What will readers learn from the book?
The book is broken into two parts. The first part is basically explaining why you need a framework. It uses my story, it uses examples of what happens when you don’t have a North Star, and then it introduces what the framework is. The second half of the book goes into each fundamental of the framework, giving real lessons, real stories, and then actual practical guides on what to do to better engage yourself. And then at the very end of the book, we actually include a diagram of the framework and how you can actually rate yourself and consistently do that. So it’s actually both. In many ways, it’s almost like two books in one, the how and the why, and that’s kind of how the book was broken down into.

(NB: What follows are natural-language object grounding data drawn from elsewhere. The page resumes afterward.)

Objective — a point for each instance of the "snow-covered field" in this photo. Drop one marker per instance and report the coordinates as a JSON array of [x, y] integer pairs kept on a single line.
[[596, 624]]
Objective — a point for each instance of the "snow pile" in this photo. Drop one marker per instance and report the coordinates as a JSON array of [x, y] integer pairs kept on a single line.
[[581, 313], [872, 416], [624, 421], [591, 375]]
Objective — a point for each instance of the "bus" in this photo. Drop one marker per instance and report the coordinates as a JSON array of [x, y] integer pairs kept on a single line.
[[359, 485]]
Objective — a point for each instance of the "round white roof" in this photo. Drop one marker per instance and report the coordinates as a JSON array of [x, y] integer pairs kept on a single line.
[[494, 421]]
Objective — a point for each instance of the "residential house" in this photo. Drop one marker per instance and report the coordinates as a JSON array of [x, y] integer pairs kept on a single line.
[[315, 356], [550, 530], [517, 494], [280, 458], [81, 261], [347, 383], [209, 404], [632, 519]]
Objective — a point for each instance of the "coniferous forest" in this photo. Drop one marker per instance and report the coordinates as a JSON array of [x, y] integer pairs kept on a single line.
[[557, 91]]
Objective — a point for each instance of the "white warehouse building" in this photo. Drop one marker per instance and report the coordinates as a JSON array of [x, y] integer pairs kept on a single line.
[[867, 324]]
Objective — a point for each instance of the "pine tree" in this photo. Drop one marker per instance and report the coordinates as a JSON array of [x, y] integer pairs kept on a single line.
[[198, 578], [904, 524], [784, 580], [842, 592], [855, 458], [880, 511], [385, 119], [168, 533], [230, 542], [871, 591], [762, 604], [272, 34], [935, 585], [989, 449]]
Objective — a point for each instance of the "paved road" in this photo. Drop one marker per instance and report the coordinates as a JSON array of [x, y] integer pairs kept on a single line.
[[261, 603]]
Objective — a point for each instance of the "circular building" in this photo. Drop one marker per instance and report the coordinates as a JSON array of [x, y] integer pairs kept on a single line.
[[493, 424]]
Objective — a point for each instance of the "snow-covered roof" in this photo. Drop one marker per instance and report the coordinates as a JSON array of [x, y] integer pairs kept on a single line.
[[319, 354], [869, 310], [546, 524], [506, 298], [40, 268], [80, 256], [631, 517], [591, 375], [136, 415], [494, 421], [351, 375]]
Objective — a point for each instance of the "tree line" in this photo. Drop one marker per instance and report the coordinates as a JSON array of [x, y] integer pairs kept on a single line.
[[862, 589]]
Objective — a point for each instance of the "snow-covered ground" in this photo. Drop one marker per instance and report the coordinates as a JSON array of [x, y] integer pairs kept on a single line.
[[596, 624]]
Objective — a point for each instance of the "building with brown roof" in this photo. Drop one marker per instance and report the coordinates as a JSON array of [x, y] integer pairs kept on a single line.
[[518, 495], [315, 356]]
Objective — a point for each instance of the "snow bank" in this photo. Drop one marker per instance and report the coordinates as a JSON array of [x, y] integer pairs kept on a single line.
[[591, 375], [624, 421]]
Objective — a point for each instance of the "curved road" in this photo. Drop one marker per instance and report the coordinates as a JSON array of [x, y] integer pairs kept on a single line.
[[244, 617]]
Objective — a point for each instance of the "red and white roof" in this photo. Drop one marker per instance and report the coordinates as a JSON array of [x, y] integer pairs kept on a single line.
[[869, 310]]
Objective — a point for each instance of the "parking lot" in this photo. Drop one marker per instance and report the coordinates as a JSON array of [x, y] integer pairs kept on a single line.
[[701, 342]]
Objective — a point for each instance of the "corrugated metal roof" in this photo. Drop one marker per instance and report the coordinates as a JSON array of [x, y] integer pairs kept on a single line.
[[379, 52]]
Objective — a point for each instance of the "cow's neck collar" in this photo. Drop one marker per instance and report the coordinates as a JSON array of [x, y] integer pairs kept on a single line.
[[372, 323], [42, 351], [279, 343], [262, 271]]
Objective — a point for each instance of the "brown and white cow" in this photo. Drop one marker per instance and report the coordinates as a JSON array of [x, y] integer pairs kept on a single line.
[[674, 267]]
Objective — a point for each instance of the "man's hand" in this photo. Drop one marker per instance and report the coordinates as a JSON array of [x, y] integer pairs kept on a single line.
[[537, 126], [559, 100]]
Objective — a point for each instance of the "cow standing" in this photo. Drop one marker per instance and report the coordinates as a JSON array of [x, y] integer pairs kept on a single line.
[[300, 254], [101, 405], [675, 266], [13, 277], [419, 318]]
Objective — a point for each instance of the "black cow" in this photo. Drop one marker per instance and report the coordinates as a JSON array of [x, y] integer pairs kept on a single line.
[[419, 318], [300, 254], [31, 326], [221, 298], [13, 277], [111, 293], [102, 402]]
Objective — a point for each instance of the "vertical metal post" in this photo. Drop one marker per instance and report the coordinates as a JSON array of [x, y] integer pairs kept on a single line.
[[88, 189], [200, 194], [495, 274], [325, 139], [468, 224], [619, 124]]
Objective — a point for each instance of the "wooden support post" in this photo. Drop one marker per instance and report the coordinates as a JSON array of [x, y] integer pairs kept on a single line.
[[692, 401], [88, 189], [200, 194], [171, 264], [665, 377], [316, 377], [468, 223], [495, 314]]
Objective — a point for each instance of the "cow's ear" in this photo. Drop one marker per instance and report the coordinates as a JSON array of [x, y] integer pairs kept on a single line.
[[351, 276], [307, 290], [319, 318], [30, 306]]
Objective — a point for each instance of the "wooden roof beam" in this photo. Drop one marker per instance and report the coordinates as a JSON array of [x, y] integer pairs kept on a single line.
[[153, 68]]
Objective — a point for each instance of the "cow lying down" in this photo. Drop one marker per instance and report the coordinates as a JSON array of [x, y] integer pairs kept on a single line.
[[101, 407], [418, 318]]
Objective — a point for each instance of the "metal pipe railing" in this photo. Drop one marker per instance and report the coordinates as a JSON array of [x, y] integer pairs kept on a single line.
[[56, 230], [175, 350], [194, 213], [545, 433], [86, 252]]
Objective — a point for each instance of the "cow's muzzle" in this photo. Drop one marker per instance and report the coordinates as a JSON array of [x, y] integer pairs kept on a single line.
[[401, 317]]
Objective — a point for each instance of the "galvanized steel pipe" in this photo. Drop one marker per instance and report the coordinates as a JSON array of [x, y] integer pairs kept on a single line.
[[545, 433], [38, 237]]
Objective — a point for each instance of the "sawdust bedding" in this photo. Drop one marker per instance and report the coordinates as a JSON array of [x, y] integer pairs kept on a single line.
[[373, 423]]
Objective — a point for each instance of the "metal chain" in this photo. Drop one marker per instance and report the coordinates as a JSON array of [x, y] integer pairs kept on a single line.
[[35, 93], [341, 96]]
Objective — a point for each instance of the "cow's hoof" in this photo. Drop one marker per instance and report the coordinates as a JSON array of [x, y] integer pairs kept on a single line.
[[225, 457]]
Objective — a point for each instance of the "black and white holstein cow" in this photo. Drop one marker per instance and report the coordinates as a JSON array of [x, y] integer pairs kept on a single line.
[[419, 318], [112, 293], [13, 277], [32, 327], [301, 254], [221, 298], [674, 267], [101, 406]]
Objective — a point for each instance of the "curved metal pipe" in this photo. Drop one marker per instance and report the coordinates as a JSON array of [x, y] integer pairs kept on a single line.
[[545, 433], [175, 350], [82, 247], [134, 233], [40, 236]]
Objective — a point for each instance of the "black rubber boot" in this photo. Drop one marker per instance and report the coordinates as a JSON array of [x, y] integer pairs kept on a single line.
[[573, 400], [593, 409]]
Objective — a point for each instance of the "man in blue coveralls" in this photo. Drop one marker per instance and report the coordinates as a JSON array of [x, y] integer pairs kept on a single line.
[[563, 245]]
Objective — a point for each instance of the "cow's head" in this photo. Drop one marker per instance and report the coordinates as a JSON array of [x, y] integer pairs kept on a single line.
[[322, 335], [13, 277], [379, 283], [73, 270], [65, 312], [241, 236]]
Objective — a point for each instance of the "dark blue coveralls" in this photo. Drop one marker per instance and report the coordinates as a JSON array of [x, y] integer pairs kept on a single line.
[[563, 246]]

What are the next steps after reading the book?
The cool thing about the book that I’ve been very fortunate to hear from feedback is it gets better when you reread it, and it gets better, or once you read it, it starts feeling more like common sense, and you can just apply it and you can start almost, I hate to use the word subconscious, like this book’s on higher meaning, it’s not that. But a lot of the lessons you learn really are common sense, but we don’t think about it, because we feel like in entrepreneurship, things need to be more complex than you need to be to be successful, which is, a lot of times it’s just the fundamentals as needed. So a lot of times, that beats down the fundamentals so that you just stick to it and it acts as second nature for you.